Nils Castro.-- En la política y la cultura política, como en la sociedad y la historia, no es fácil remover los escombros que cada período deja atrás. Durante la reciente Cumbre de las Américas eso volvió a confirmarse. Desde el 17 de diciembre anterior Raúl Castro y Barak Obama habían anunciado un importante viraje político y diplomático: tras 56 años de confrontaciones, hace algunos meses venían explorando los pasos para normalizar las relaciones entre sus respectivos países. En consecuencia, dicha Cumbre se enmarcaría en este delicado proceso.
Pero una cosa es que los jefes decidan emprender un cambio tan significativo, y otra es remover las estructuras, intereses, tácticas, clichés ideológicos, instrumentos financieros, aparatos y personalidades alineados que, por tanto tiempo, instrumentaron la política anterior, que ahora tocará terminar y remplazar. Incluso algunos de los foros que acompañaron a la Cumbre dejaron ver que, aunque Obama y Castro prosiguen ese viraje con gran respaldo internacional, esos aparatos continuaron orquestando la vieja política, con sus fichas de siempre, desde el interior de la estructura de la OEA.
Nada que deba sorprendernos. Al cabo de más de medio siglo de enfrentamientos, ni sus funcionarios ni esas fichas saben hacer otra cosa -aún falta decirles cuál cosa sería‑‑ y todos tienen un modus vivendi que defender. Como bien señaló Rafael Hernández en un perspicaz artículo en La Vanguardia, si se habla de la "disidencia" cubana, su peso no viene de la relevancia de sus análisis y propuestas, sino de su función en la política estadunidense que la auspicia. Lo que a su vez abre la pregunta de si ella, o alguna de sus partes, todavía podrá ser funcional en las siguientes etapas del camino anunciado el 17 de diciembre. No será de extrañar que esa disidencia se realinee con los oponentes de Obama contra su nueva política.

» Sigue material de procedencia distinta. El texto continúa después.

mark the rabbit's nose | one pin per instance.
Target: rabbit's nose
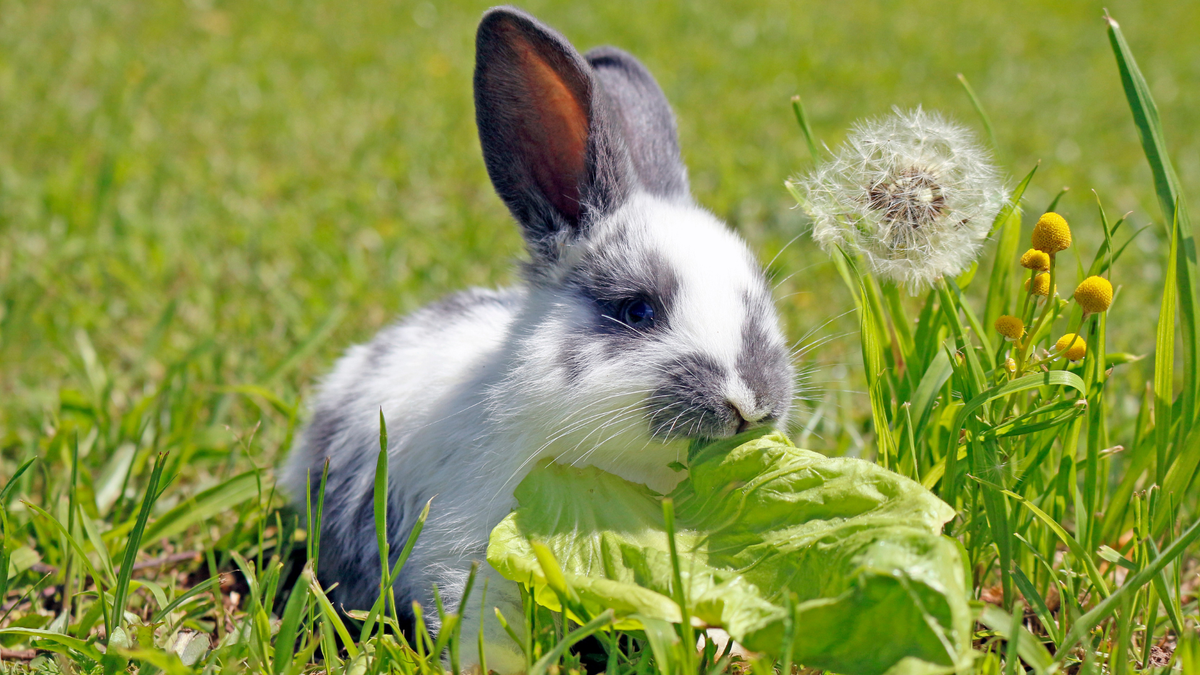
(744, 417)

Como lo comenta el propio Hernández, el mismo Obama ha anunciado que esta política mantendrá los mismos objetivos que Washington siempre persiguió frente a la Revolución cubana, pero ahora buscará lograrlos por otros medios puesto que los anteriores fracasaron. No se trata de conciliarse con la Revolución, sino de ir a "promover nuestros valores" en la Isla con el fin de cambiar el orden social, económico y político cubano. Eso no excluye la presión ni la controversia ideológica y cultural en el seno de su población, pero exigirá desplegar mejores fichas.

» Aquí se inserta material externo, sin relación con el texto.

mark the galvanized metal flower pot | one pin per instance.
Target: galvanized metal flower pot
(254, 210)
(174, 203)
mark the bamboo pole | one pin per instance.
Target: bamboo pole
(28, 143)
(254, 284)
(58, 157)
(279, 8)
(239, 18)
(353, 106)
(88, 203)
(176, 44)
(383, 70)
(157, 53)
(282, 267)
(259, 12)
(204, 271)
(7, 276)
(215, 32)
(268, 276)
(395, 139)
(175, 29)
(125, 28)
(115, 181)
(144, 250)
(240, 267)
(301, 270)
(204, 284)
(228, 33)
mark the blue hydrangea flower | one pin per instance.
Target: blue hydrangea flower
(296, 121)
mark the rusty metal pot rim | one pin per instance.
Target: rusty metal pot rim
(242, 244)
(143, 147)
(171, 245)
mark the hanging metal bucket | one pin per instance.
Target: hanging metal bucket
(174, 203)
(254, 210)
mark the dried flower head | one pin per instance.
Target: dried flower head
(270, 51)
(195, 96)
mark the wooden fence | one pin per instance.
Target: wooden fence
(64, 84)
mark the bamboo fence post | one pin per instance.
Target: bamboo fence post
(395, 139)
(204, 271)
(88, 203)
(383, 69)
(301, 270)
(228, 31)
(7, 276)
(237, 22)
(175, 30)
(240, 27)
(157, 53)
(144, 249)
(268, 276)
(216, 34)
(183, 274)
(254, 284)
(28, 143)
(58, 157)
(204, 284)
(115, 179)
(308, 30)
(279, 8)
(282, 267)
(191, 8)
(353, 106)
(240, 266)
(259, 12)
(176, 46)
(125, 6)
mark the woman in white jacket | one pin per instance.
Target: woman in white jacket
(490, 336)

Sobre la "disidencia" que existe ‑‑esa que tan buena acogida tuvo en la televisión panameña y en parte de la prensa escrita‑‑ cabe recordar el diagnóstico que un pasado jefe de la Sección de Intereses norteamericana en La Habana le reportó en su día al Departamento de Estado: "hay muy pocos disidentes si los hay que tengan una visión política que pueda aplicarse a una futura gobernabilidad [...] es improbable que ellos vayan a jugar un rol significativo en cualquier gobierno que suceda al de los hermanos Castro".
Lo que no excluye que sus actuales mentores e integrantes aún seguirán haciendo lo que saben para diferir su baja, salvar lo que puedan de su viejo desempeño y, si cabe, encontrar sitio en el próximo capítulo de esta historia. Lo cual implica que, aparte de negociar con Cuba, Obama y quien siga aún deberá ocuparse de someter, revisar y depurar las agencias y métodos que hasta ahora implementaron ‑‑desde Washington y Miami‑- la política cubana de Estados Unidos.